Gassendi, Pierre(1592–1655)
Pierre Gassendi, the leading French seventeenth-century skeptical and Epicurean philosopher and scientist, was born at Champtercier, a Provençal village in France. He studied at Digne and Aix-en-Provence and was appointed professor of rhetoric at Digne at the age of twenty-one. In 1614 he received his doctorate in theology at Avignon. He was ordained a priest in 1616 and was appointed professor of philosophy at Aix. From 1617 to 1623 he lectured on Aristotle's philosophy, developing a forceful critique of it.
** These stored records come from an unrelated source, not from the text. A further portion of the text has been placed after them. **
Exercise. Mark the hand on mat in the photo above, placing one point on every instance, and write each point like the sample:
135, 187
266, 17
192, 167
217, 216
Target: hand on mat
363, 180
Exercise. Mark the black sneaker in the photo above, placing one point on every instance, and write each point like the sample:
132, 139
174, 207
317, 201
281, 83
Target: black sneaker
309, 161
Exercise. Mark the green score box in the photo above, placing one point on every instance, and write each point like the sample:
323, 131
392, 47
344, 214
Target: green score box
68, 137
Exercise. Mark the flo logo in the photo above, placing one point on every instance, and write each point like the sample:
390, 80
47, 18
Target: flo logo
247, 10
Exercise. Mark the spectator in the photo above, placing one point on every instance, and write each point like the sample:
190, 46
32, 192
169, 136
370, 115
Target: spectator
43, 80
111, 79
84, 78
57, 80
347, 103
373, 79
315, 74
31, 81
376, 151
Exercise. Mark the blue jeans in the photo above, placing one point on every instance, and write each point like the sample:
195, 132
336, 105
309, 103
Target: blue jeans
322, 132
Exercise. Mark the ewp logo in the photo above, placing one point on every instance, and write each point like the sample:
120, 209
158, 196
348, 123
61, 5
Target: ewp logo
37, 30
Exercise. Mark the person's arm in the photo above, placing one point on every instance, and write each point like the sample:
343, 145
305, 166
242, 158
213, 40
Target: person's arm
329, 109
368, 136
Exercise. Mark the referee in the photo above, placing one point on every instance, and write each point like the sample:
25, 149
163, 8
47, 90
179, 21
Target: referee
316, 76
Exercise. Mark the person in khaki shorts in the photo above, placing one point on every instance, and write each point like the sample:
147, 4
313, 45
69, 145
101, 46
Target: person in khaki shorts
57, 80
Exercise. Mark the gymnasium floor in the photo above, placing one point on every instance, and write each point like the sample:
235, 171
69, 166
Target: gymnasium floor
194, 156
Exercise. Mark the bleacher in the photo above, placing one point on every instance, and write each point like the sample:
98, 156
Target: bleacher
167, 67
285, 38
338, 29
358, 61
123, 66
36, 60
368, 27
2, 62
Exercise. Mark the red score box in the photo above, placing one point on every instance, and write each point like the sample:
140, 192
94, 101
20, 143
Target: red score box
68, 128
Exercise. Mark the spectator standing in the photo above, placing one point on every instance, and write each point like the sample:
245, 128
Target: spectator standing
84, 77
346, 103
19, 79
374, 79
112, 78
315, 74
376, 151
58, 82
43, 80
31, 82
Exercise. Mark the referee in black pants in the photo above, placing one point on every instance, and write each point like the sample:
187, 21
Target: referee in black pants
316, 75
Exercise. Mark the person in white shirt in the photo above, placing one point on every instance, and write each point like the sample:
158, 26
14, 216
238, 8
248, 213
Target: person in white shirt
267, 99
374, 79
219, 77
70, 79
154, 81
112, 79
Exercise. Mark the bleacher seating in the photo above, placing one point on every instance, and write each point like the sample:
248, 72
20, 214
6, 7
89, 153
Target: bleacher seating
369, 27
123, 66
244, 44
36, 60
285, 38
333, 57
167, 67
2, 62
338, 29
His first published work, Exercitationes Paradoxica Adversus Aristoteleos (1624), was intended to be followed by six more parts, of which only the second part, published posthumously, was written. It contains both an attack on Aristotle's thought and portions of Gassendi's mitigated skepticism.
After a year in Digne, during which he performed various ecclesiastical duties, Gassendi visited Paris for a brief period in 1625 and became friendly with such avant-garde thinkers as Francois de La Mothe le Vayer and Marin Mersenne. He continued the astronomical researches that he had begun in Provence, and, with the mathematician Claude Mydorge (1585–1647), observed a lunar eclipse. Gassendi's careful astronomical records from 1618 to 1655 were published after his death. He also engaged in many scientific studies with his patron, Nicolas-Claude Fabri de Pieresc (1580–1637).